American photographer Francesca Woodman’s life was curtailed by her tragic suicide aged twenty three in 1981. The beautiful imagery she left behind, often self-portraits in black and white, was ethereal and jarring, Expressionistic yet oddly rooted in the everyday. In Woodman’s hands, even banal domestic scenes of kitchen tables and chairs became ominous portents, with an emphasis on long tapering shadows.
So Cryptic’s These Delicate Things, directed and designed by Josh Armstrong is a tribute to her life and art, named after a line from a letter she wrote to a friend prior to her death. Performer Sally Owen steps out in slow-motion, tending to white ceramic bowls lining a large cabinet, which seem as fragile as she a reflection perhaps on the older woman Woodman never grew old enough to be. A second performer, Michael Popper, joins her and the two move carefully and in sync, yet never touching and always just out of reach. They undress slowly down to underwear, yet there is no tenderness. Lighting by Nich Smith is harsh, violent blues and pinks.

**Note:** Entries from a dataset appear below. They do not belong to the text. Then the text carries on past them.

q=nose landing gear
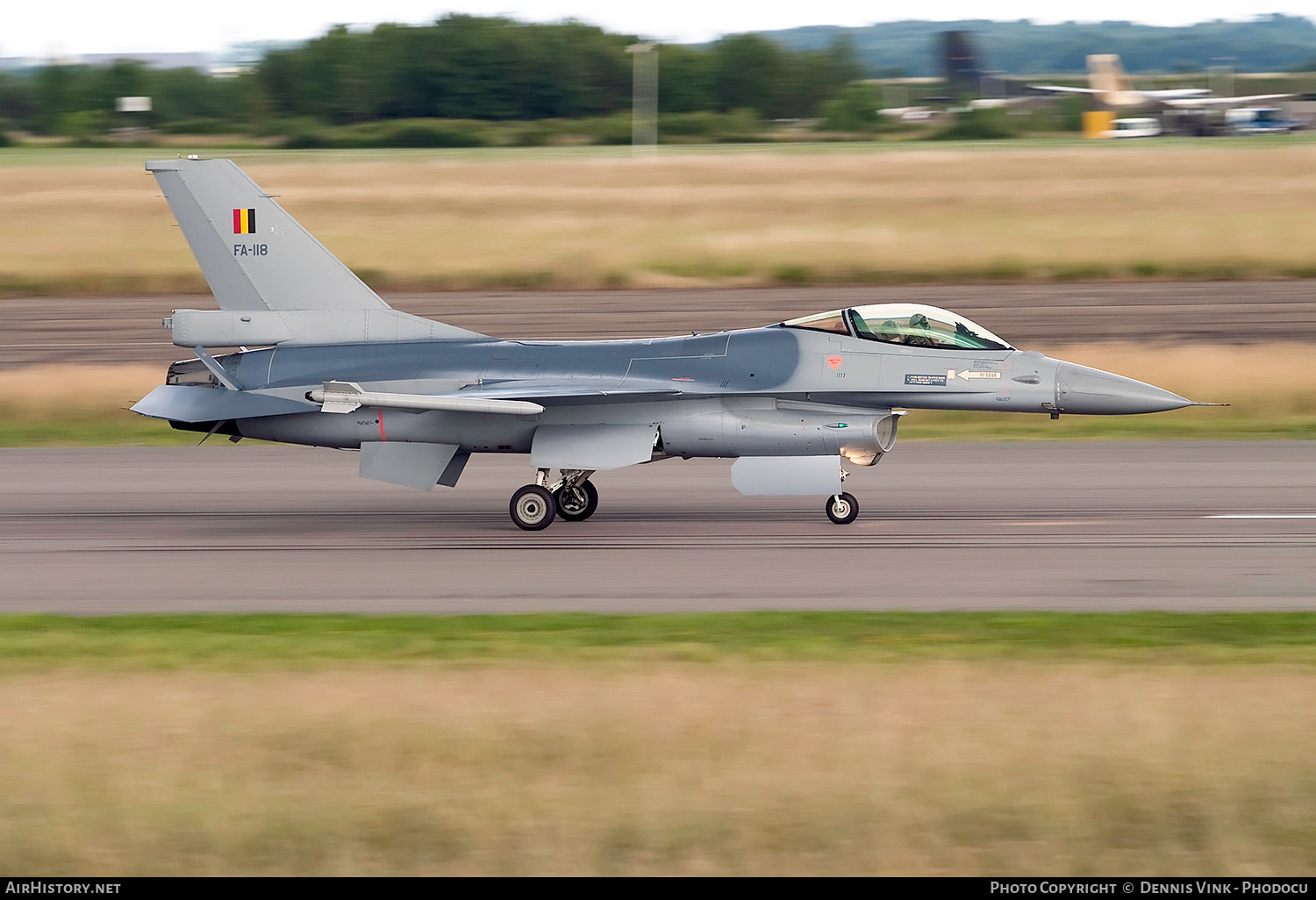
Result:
[826,492,860,525]
[508,468,599,532]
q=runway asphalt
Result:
[0,281,1316,368]
[0,442,1316,615]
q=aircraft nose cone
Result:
[1055,362,1194,416]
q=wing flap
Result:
[131,384,316,423]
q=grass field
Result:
[0,613,1316,875]
[0,344,1316,446]
[0,139,1316,294]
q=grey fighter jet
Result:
[133,157,1208,531]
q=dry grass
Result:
[0,144,1316,291]
[0,662,1316,875]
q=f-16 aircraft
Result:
[133,157,1212,531]
[1028,53,1294,110]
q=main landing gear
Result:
[508,468,599,532]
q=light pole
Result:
[626,44,658,157]
[1207,57,1239,97]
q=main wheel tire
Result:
[553,481,599,523]
[826,494,860,525]
[508,484,558,532]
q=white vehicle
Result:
[1226,107,1299,134]
[1102,118,1161,137]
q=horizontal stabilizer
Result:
[132,384,316,423]
[311,382,544,416]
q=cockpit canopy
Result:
[782,303,1015,350]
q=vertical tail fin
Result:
[1087,53,1134,95]
[147,160,389,311]
[941,32,982,97]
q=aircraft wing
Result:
[1028,84,1105,94]
[1162,94,1298,107]
[452,379,687,407]
[1142,89,1211,102]
[308,379,686,416]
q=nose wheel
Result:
[826,494,860,525]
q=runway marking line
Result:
[1203,513,1316,518]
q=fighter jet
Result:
[1028,53,1294,110]
[132,157,1211,531]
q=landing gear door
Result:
[732,457,841,497]
[819,337,882,391]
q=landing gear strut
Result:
[826,492,860,525]
[508,468,599,532]
[553,481,599,523]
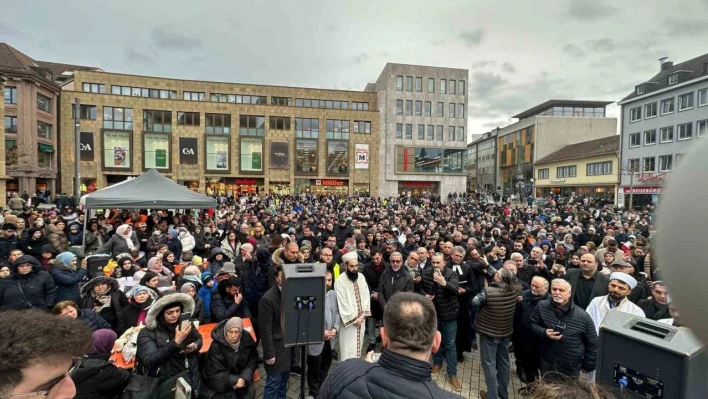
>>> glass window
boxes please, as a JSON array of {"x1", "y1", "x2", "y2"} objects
[
  {"x1": 659, "y1": 126, "x2": 674, "y2": 143},
  {"x1": 37, "y1": 121, "x2": 52, "y2": 140},
  {"x1": 206, "y1": 136, "x2": 230, "y2": 171},
  {"x1": 204, "y1": 114, "x2": 231, "y2": 134},
  {"x1": 103, "y1": 107, "x2": 133, "y2": 130},
  {"x1": 295, "y1": 140, "x2": 318, "y2": 174},
  {"x1": 679, "y1": 93, "x2": 693, "y2": 111},
  {"x1": 103, "y1": 131, "x2": 131, "y2": 169},
  {"x1": 240, "y1": 137, "x2": 263, "y2": 172},
  {"x1": 661, "y1": 97, "x2": 674, "y2": 115},
  {"x1": 143, "y1": 133, "x2": 171, "y2": 169},
  {"x1": 143, "y1": 109, "x2": 172, "y2": 133}
]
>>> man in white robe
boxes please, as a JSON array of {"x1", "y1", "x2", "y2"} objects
[
  {"x1": 585, "y1": 272, "x2": 646, "y2": 382},
  {"x1": 334, "y1": 251, "x2": 371, "y2": 362}
]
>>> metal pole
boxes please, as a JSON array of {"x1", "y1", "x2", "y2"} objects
[{"x1": 74, "y1": 97, "x2": 81, "y2": 203}]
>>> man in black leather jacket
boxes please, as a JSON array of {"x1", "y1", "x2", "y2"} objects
[{"x1": 317, "y1": 292, "x2": 460, "y2": 399}]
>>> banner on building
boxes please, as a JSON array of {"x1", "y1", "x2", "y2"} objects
[
  {"x1": 179, "y1": 137, "x2": 199, "y2": 165},
  {"x1": 354, "y1": 144, "x2": 369, "y2": 169},
  {"x1": 270, "y1": 141, "x2": 290, "y2": 169},
  {"x1": 79, "y1": 132, "x2": 95, "y2": 161}
]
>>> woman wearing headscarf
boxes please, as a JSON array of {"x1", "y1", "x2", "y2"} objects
[
  {"x1": 148, "y1": 257, "x2": 174, "y2": 288},
  {"x1": 101, "y1": 224, "x2": 140, "y2": 257},
  {"x1": 49, "y1": 252, "x2": 87, "y2": 302},
  {"x1": 79, "y1": 276, "x2": 128, "y2": 331},
  {"x1": 203, "y1": 317, "x2": 258, "y2": 399},
  {"x1": 137, "y1": 294, "x2": 202, "y2": 396},
  {"x1": 120, "y1": 285, "x2": 158, "y2": 334}
]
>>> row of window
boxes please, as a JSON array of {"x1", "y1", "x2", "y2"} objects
[
  {"x1": 81, "y1": 82, "x2": 369, "y2": 111},
  {"x1": 629, "y1": 88, "x2": 708, "y2": 122},
  {"x1": 537, "y1": 161, "x2": 612, "y2": 180},
  {"x1": 396, "y1": 75, "x2": 465, "y2": 95},
  {"x1": 396, "y1": 123, "x2": 466, "y2": 142},
  {"x1": 5, "y1": 116, "x2": 52, "y2": 140},
  {"x1": 627, "y1": 154, "x2": 682, "y2": 173},
  {"x1": 396, "y1": 100, "x2": 465, "y2": 119},
  {"x1": 629, "y1": 119, "x2": 708, "y2": 148}
]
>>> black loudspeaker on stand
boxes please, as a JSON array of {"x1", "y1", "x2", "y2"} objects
[{"x1": 280, "y1": 263, "x2": 327, "y2": 399}]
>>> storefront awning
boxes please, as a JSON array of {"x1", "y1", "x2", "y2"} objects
[{"x1": 39, "y1": 143, "x2": 54, "y2": 154}]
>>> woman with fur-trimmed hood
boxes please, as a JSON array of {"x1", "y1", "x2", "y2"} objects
[
  {"x1": 137, "y1": 293, "x2": 202, "y2": 397},
  {"x1": 79, "y1": 276, "x2": 129, "y2": 332}
]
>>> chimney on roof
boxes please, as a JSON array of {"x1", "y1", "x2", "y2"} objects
[{"x1": 659, "y1": 57, "x2": 674, "y2": 72}]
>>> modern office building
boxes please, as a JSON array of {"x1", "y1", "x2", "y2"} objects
[
  {"x1": 534, "y1": 135, "x2": 620, "y2": 203},
  {"x1": 365, "y1": 64, "x2": 468, "y2": 199},
  {"x1": 0, "y1": 43, "x2": 97, "y2": 202},
  {"x1": 467, "y1": 128, "x2": 500, "y2": 193},
  {"x1": 617, "y1": 54, "x2": 708, "y2": 207},
  {"x1": 60, "y1": 71, "x2": 380, "y2": 196},
  {"x1": 496, "y1": 100, "x2": 617, "y2": 197}
]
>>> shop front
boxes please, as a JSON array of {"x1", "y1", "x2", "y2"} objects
[
  {"x1": 536, "y1": 184, "x2": 617, "y2": 203},
  {"x1": 295, "y1": 179, "x2": 349, "y2": 195},
  {"x1": 206, "y1": 177, "x2": 265, "y2": 196},
  {"x1": 617, "y1": 186, "x2": 662, "y2": 209},
  {"x1": 398, "y1": 181, "x2": 440, "y2": 197}
]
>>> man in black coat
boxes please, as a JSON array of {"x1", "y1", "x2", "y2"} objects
[
  {"x1": 565, "y1": 254, "x2": 610, "y2": 309},
  {"x1": 317, "y1": 292, "x2": 459, "y2": 399},
  {"x1": 531, "y1": 280, "x2": 597, "y2": 379},
  {"x1": 258, "y1": 266, "x2": 297, "y2": 399}
]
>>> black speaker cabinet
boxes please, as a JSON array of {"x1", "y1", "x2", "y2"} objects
[
  {"x1": 596, "y1": 310, "x2": 708, "y2": 399},
  {"x1": 280, "y1": 263, "x2": 327, "y2": 347}
]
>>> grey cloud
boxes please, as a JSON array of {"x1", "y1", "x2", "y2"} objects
[
  {"x1": 502, "y1": 62, "x2": 516, "y2": 73},
  {"x1": 152, "y1": 26, "x2": 202, "y2": 50},
  {"x1": 460, "y1": 28, "x2": 484, "y2": 47},
  {"x1": 565, "y1": 0, "x2": 617, "y2": 22}
]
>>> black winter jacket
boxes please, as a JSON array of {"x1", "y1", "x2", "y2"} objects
[
  {"x1": 531, "y1": 299, "x2": 597, "y2": 377},
  {"x1": 317, "y1": 349, "x2": 460, "y2": 399},
  {"x1": 0, "y1": 255, "x2": 57, "y2": 310},
  {"x1": 420, "y1": 267, "x2": 460, "y2": 321},
  {"x1": 202, "y1": 320, "x2": 258, "y2": 399}
]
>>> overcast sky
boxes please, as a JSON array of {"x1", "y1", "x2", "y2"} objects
[{"x1": 0, "y1": 0, "x2": 708, "y2": 141}]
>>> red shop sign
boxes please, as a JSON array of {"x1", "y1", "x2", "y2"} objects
[
  {"x1": 315, "y1": 179, "x2": 345, "y2": 187},
  {"x1": 401, "y1": 181, "x2": 435, "y2": 188}
]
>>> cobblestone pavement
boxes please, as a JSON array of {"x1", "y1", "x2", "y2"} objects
[{"x1": 250, "y1": 339, "x2": 523, "y2": 399}]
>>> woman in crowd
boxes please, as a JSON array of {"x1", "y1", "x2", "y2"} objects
[
  {"x1": 47, "y1": 219, "x2": 69, "y2": 253},
  {"x1": 49, "y1": 252, "x2": 87, "y2": 302},
  {"x1": 137, "y1": 294, "x2": 202, "y2": 390},
  {"x1": 148, "y1": 257, "x2": 174, "y2": 288},
  {"x1": 101, "y1": 224, "x2": 140, "y2": 257},
  {"x1": 204, "y1": 317, "x2": 258, "y2": 399},
  {"x1": 80, "y1": 276, "x2": 128, "y2": 331},
  {"x1": 0, "y1": 255, "x2": 56, "y2": 310}
]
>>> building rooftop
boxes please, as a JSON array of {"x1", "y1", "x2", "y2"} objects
[
  {"x1": 534, "y1": 136, "x2": 620, "y2": 165},
  {"x1": 622, "y1": 54, "x2": 708, "y2": 101},
  {"x1": 512, "y1": 100, "x2": 614, "y2": 120}
]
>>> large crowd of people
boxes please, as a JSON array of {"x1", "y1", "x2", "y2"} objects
[{"x1": 0, "y1": 194, "x2": 668, "y2": 398}]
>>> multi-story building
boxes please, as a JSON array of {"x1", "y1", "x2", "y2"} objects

To the side, The Astrid String Quartet in white clothes play Shostakovitch’s haunting String Quartet No 15 in E Minor, which is soft and meditative, before turning spiky and pizzicato, culminating in ferocious violin stabs which pierce,and then ebb away. When Owen returns, she is clad in a restrictive stiff card headdress, which could be a wimple or symbol of bondage. Popper remains sat at a table, takes a package out, and the slow reveal is that of a curling, phallic eel, which he cradles in his lap, magnified on a large screen. A disturbing image which is hard to erase.
The second half is easier to place, although no less sensual nor portentous. Dancer Penny Chivas, encased in the glass cabinet, is naked but for a mask of brittlelooking leaves, a homage to one of Woodman’s most famous photographs. She is a moving sculpture , an emblem of a trapped animal. It is not difficult to draw a parallel between Chivas’ encased woman and the pain of depression weighting down on Woodman. This time, the quartet, now in black, play a more contemporary piece, Gavin Bryars’ divine, moody String Quartet No. 2 Ephemera, like skulls, spines and feathers are magnified onto the screen, juxtaposed with more aesthetically pleasing butterflies.
Chivas seems at one point to decapitate herself, almost disappearing into a trap door, before emerging in feathers and blurring into another identity the use of a mirror suggestive not of narcissism, but total self-annihilation. It ends with her collapsed, wrapped in plastic like just another piece of meat, processed and packed, ready to be consumed.
In this moving but somewhat chilling piece, Armstrong recognises and acknowledges within his symbolism that the drive to create can also be the same, very human impulse that impels someone to destroy, as with Francesca Woodman: sadly, we can only wonder at what else she could have made, had she held on. Her delicacy was her downfall.